These are exciting yet challenging times for the Oil and Gas industry. Increasingly complex operations and tightening global competition continue to pose roadblocks, even as the availability of digital solutions such as IoT and new ways of working inject excitement and innovation into the enterprises.
Digital IoT platforms incorporate and integrate key technologies of Business 4.0 approach - namely Intelligence, Agility, Automation, and Cloud. Such platforms act as a “digital spine” that connects field sensor data collected by wells, facilities, and pipelines, benefiting oil field operators in powerful ways. Imagine a batch of crude oil in a gathering line, scheduling its own “crude by rail” pickup at a rail terminal. Sounds too far-fetched? Not quite so.
Agility in the oilfield translates into the ability to respond to events, improve the value of assets, and manage change effectively. To understand how IoT platforms can enable agility in several important ways in the oilfield, we need to look at how other industries are doing it. Original Equipment Manufacturers (OEMs) across industries are changing their business models. They are moving from selling equipment to selling services. Aircraft engine manufacturers, for instance, no longer sell only engines. They sell “flight hours”. The new approach creates value for both the manufacturer as well as the customer. But it also requires tight integration that is difficult to sustain with traditional point to point linkages. With the advent of IoT platforms, the time is ripe for OEMs in oil and gas to replicate such models that enable high levels of collaboration and data analytics.
Extracting value from ‘digital exhaust’
The recent price disruption in the petroleum market was challenging for both oilfield service companies and producers. It revealed that the traditional inflexible and inefficient approach to services is not robust enough to control costs. Oil companies typically spend huge amount of money on gathering and storing operations data. But, do they actually use the data they collect?

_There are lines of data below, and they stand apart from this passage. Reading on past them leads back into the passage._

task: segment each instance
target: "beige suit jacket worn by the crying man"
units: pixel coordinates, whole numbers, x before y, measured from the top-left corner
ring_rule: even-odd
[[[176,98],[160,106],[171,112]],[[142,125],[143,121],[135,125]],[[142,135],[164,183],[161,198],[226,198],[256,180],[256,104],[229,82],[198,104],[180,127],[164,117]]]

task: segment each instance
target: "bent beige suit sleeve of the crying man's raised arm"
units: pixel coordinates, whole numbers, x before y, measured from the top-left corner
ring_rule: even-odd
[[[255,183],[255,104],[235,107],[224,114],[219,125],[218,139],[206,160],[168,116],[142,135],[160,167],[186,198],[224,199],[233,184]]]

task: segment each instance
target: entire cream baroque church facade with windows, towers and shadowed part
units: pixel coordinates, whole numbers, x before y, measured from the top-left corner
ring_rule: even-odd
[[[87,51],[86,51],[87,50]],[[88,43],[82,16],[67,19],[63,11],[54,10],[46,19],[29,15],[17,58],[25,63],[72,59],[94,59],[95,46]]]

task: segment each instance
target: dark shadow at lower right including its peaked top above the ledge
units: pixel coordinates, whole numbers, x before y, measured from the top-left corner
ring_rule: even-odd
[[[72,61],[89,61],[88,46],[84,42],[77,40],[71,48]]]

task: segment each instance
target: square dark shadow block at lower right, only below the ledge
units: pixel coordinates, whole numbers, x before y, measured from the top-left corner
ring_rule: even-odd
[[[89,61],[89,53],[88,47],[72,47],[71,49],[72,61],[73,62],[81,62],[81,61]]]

Most of the data is wasted - often referred to as “digital exhaust”. However, now, Managed Data Services Providers (MSPs) are changing the equation. They provide end-to-end IoT managed services to deploy a fully enabled IoT platform that provides a secure environment, enabling new and creative avenues to enhance collaboration and deliver service. With IoT as the backbone, managed service partners are re-thinking their approach to services, pushing oil producers to reconsider how best to work with their service partners.
Catering to needs of tomorrow with IoT
Digital automation is expanding in the field of Oil and Gas exploration as advanced drilling control systems increasingly move processing power and decision making to the very edge of the activity. Wells fitted with sensors are beginning to diagnose their own settings based on their activity level and the activity of those around them. Contrary to popular perception, the exciting promise of oilfield cognitive automation is not about displacing the things humans do, but enabling those that humans can’t.
To derive the maximum potential from IoT investments, oil companies must integrate these solutions end-to-end to build a connected oil enterprise, sans silos. According to studies, IoT applications in O&G could increase global GDP by as much as 0.8% or USD 816 billion during the next decade. Well implemented, IoT has the potential to propel oil companies into the future by leveraging agility and predictive insights.